02/09/01
A Letter to Our Neighbor . . . (no, we didn’t really give this to him)
Oh Mr. Neighbor, you
who live below us, why do you carry on like a sophomore in college? Once or twice a week you drink your rakiya
(I see the empty bottles outside your door) and invite all of your loud friends
over to watch Slavi Triphonov (the Bulgarian equivalent of David
Letterman). I hear you after one glass
– you become slightly braver. After
two, your words jet through our floor like an unwanted guest. After three, you whistle to your chalga
music and attempt to sing the words you know, which reveals your
drunkenness. After four, you begin to
yell and lose all regard for your humble neighbors who have to work the next day. And we, who are trying to read, trying to
sleep, trying to write, eat, or do anything in peace, are at your mercy. Why, oh why, do you torture us so?
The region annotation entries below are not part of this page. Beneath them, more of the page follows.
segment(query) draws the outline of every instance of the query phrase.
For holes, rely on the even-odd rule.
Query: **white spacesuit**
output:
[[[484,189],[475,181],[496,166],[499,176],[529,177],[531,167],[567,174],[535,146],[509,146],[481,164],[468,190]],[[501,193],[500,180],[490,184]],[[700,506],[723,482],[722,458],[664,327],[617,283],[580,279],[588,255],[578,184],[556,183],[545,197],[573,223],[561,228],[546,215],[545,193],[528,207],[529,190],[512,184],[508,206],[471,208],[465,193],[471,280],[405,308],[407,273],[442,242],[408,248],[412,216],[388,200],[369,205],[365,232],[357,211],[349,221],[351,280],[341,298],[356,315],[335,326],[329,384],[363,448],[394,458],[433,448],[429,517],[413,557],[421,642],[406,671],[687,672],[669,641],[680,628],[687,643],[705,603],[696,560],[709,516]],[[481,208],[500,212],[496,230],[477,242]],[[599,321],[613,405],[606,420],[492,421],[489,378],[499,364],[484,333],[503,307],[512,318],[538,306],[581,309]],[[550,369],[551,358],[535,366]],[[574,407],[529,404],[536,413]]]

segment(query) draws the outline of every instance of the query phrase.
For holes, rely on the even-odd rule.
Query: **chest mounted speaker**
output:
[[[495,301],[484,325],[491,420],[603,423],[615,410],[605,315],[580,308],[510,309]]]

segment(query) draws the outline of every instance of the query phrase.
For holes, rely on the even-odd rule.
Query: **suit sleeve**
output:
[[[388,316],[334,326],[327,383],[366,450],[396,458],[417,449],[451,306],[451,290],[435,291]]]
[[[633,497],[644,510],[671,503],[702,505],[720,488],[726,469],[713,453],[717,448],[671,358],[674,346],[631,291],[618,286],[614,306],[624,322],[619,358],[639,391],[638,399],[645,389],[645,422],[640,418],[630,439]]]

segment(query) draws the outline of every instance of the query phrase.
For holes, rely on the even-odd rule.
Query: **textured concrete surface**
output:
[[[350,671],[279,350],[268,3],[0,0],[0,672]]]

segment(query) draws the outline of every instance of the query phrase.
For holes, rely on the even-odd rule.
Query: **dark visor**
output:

Sometimes we hear other neighbors pounding
on the walls for you to be quiet and we have tried the same thing. But you just turn your music up louder and
feed off of our attention of your stupidity.
So what are we to do? Get angry? That’s an option, but that doesn’t do
much. Follow my students’ advice? They told me to go downstairs and beat you
up. Hmmmm . . . I’m sort of skinny and
Kate’s not the violent type, so we don’t make a good “beating-up-team.” Pound on the floor more? Nope, that just makes you louder and makes
me even angrier. Throw firecrackers
from our porch down to your porch? That
could work, but I think you might eventually find out that it’s us and then
we’d just have to live around each other for another year-and-a-half. Hmmmmm . . .what should we do? I’ve got it! We’ll solve it like a Bulgarian.
We’ll start talking about you to all of our neighbors. The word will begin to circulate and then
maybe, just maybe, you’ll get some pressure from a person you have some fear of
and he or she will tell you to cool it.
I know you have no fear of us.
One night, after we pounded on the floor, you simply took your radio and
held it up to your ceiling to spite us.
Oh Mr. Neighbor, you
hold us like hostages with your sophomoric ways. Perhaps you should visit a University campus and sow your wild
oats there – and then perhaps you will come back with an education that will
enlighten you and help you to understand the different people in the
world. Or perhaps you just need to
listen to your mother and learn the rules of politeness once again. I think you have forgotten those. Oh Mr. Neighbor, you give your country a bad
name to people like us who are trying to live in your culture. Your brash and immature ways make your
society seem cheap and shallow. To people
who are not a part of your culture we experience everything here with a different
eye and you have made it seem like you have no interest in the outside
world. It seems your only desire is to
inebriate yourself once or twice a week.
That is your freedom and you drag everyone else down with it.
And now, even as I write this, I can tell you are
on at least your fourth glass of rakiya.
Your loud voice, over the blaring television, over your drunken friends,
over the sound of occasional pounds on the walls from the other neighbors, has
become like the sound of a dentist’s drill to me. A simple utterance from your mouth makes me tense up and wonder
if I can sleep tonight and have a normal day tomorrow. So I close and beg of you to consider others
and their needs as you indulge yourself in your pleasures. Think about how you will feel tomorrow
morning – don’t you get sick of feeling that way? Perhaps you will some day and I hope that is soon.